Milosevic died of heart failure - media
THE HAGUE, Mar 13 (Reuters) Slobodan Milosevic's death only months before a verdict in his war crimes trial was caused by heart failure, Serbian state television reportedy.
Quoting what it called unofficial but reliable sources, the television's correspondent in The Hague said pathologists examining Milosevic's body found he had died from ''classical heart failure''.
A UN war crimes tribunal official said a statement would be issued shortly on the death of Milosevic, branded the ''Butcher of the Balkans'' over the conflicts of the 1990s.
CNN television, quoting unidentified sources close to the UN war crimes tribunal in The Hague, yesterday said Milosevic died of a ''massive heart attack''. It said it was not certain yet whether he had died of natural causes but that would become clear after the results of toxicology tests.
The reports followed an autopsy on the body of the 64-year-old former Yugoslav president conducted by Dutch scientists and attended by senior pathologists from Serbia.
Milosevic, who suffered from a heart condition and high blood pressure, was found dead in his cell.
He was charged with 66 counts of genocide, crimes against humanity and war crimes in indictments covering conflicts in Bosnia, Croatia and Kosovo as Yugoslavia imploded in the 1990s.

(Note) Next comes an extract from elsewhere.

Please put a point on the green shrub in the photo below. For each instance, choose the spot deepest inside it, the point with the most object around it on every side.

BALKAN WARS UN chief prosecutor Carla del Ponte said earlier on Sunday it was possible Milosevic had committed suicide and that his death made it all the more urgent to catch others blamed for the horrors of the Balkan wars.
Del Ponte said he might have wanted to thwart the impending verdict in his marathon war crimes trial, which she said she had expected to be one of guilty, followed by a life sentence.

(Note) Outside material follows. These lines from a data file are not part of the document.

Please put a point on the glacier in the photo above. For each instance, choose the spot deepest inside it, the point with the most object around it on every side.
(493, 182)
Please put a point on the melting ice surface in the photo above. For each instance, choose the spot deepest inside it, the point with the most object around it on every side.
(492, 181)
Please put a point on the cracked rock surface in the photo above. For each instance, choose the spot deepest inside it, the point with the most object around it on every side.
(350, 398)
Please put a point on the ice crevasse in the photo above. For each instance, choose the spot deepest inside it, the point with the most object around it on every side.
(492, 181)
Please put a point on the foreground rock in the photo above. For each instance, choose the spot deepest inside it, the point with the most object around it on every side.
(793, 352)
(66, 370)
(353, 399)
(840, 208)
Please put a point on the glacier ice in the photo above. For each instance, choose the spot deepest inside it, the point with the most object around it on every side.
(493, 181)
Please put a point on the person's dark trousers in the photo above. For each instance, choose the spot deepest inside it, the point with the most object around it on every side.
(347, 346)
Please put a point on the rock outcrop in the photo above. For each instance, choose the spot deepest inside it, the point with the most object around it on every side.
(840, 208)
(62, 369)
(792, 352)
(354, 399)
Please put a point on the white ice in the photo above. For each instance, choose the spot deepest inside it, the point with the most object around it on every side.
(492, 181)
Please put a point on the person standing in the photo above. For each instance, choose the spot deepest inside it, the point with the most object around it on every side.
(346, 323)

She noted it was the second death in a week at the Hague tribunal's detention centre. Former Croatian Serb leader Milan Babic took his own life last Sunday.
Milosevic's lawyer Zdenko Tomanovic said his client had feared he was being poisoned, but the tribunal rejected a request for the autopsy to be done in Russia, close ally of the former Yugoslavia and home to Milosevic's wife, brother and son.
Tomanovic said his client had written to Russia asking for help a day before his death, adding he had been given the wrong drugs -- including some for leprosy -- in a bid to silence him.
Cardiologists treating Milosevic in The Hague had warned he was at risk of a life-threatening condition known as a hypertensive emergency, when surges in blood pressure can damage the heart, kidneys and central nervous system.
Reports emerged indicating Milosevic may have had suspicious traces in his blood or had not been taking medication.
A blood sample from Milosevic in January contained traces of drugs used to treat leprosy or tuberculosis that can neutralise medicine for high blood pressure and heart problems, Dutch public TV NOS reported, quoting an unnamed tribunal adviser.
Leo Bokeria, head of the Bakulev Cardio-Vascular Surgery Centre in Moscow, told Russian television doctors treating Milosevic in The Hague had suspected he was secretly spitting out the medicines for high blood pressure they gave him.
PROBE ORDERED Tribunal president Fausto Pocar said he had ordered a full inquiry and that Dutch authorities were also investigating.
Both Pocar and Del Ponte said they regretted the death.
''It deprives the victims of the justice they need and deserve,'' Del Ponte told a news conference in The Hague.
''Now more than ever I expect Serbia to finally arrest and transfer Ratko Mladic and Radovan Karadzic to the Hague as soon as possible. The death of Slobodan Milosevic makes it even more urgent for them to face justice,'' she said.
Serbia is under pressure to transfer Bosnian Serb leader Karadzic and his military commander Mladic -- like Milosevic both accused of genocide -- to The Hague or jeopardise its hopes of joining the European Union, up for discussion next month.
Serbia and Montenegro's Minister for Human Rights and Ethnic Minorities, Rasim Ljajic, flew to The Hague on Sunday.
It was not clear whether Milosevic's widow Mira Markovic would come to The Hague to collect his body. She visited him at the detention centre until 2003, when she fled Serbia for Russia to avoid arrest on charges of abusing her power.
Serbian President Boris Tadic said Milosevic should not receive a state burial and he would not grant an amnesty to his widow, who faces arrest should she return home.
Eight Serb women laid flowers at the tribunal entrance today. Milosevic's rump Socialist Party said the former president should get a national hero's funeral, but apart from a vigil by 100 die-hard and mostly elderly supporters at his old party office on Saturday, there was little display of emotion.
By contrast, hundreds placed wreaths in Belgrade on the grave of reformist president Zoran Djindjic, who ousted Milosevic and who was assassinated three years ago today.
''He is the man who had the courage to bring Slobodan Milosevic to The Hague,'' Del Ponte said.